Résumé

Roger Merlin Le contrat de travail, les salaires… (1907)

Nous sommes loin du temps où le patron pouvait déterminer de son plein gré et dans sa souveraineté, le prix d'un salaire octroyé, sans qu'il y ait débat préalable ou tout au moins consentement tacite à la fixation d'une rétribution convenue.

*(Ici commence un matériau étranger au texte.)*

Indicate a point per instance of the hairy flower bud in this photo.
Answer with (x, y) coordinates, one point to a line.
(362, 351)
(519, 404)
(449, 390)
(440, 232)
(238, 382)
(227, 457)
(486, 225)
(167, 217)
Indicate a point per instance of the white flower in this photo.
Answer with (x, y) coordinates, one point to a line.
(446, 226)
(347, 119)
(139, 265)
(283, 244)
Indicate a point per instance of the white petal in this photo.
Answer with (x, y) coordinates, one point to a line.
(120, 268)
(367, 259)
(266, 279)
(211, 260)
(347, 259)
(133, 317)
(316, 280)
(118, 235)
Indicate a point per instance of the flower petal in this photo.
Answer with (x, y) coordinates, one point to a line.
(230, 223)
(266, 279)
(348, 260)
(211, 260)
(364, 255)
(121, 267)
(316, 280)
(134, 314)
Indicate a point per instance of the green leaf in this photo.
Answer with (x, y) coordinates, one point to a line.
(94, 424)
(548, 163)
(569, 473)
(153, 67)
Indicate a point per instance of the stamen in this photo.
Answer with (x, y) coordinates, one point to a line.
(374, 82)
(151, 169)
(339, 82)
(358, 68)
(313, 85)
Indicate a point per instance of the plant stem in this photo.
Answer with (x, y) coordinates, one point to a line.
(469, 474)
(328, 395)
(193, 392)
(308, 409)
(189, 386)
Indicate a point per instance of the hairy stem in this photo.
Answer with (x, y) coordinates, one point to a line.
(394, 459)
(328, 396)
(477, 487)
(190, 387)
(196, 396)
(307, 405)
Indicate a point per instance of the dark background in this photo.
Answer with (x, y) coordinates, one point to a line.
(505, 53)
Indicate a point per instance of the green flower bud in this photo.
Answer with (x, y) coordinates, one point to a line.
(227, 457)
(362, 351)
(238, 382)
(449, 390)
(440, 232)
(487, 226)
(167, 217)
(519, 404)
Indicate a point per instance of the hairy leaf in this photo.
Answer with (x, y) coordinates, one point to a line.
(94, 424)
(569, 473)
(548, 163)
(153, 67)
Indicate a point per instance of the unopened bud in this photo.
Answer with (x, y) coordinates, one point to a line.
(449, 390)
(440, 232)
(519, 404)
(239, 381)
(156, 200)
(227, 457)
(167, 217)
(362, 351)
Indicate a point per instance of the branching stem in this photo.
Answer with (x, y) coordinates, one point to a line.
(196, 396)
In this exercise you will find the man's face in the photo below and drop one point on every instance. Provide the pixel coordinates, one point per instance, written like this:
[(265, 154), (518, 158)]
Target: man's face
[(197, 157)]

Plus on avancera, plus le contrat de travail prendra le caractère d'une sorte d'association non pas juridique sans doute mais économique, dans laquelle l'ouvrier réclame en échange de son travail et l'entrepreneur lui promet une somme déterminée à forfait sur le prix espéré du produit net futur.
Source : Gallica

Roger Merlin Le contrat de travail, les salaires… (1907)

Si le chef ne voit dans l'ouvrier que l'instrument de sa fortune, l'homme-machine, s'il ne sent pas qu'il lui doit une administration sérieuse, qu'il a charge d'âmes, que de son zèle ou de sa négligence dépend le pain des vieux jours de tous ses employés, il fera mieux de s'en tenir au salaire pur et simple, il jouerait d'un instrument qu'il ne saurait apprendre.
De leur côté les ouvriers doivent avoir en eux, au préalable, quelques germes de qualités d'épargne, de prévoyance et de fidélité. Les qualités morales ne sont pas tout chez l'ouvrier. Il faut l'intelligence pour comprendre.
Source : Gallica

Roger Merlin Le contrat de travail, les salaires… (1907)

Le salaire a déjà perdu son caractère ancien d'allocation bénévole de la part du patron, pour devenir la quote-part librement discutée de l'ouvrier dans l'œuvre de production ; grâce au développement de la civilisation, il dépend de moins en moins des fatalités économiques et toujours davantage de la productivité du travail, en relation directe avec la volonté humaine ; enfin, par les modalités que ce salaire peut revêtir, primes ou participation aux bénéfices, la collaboration de l'ouvrier et du patron devient chaque jour plus intime.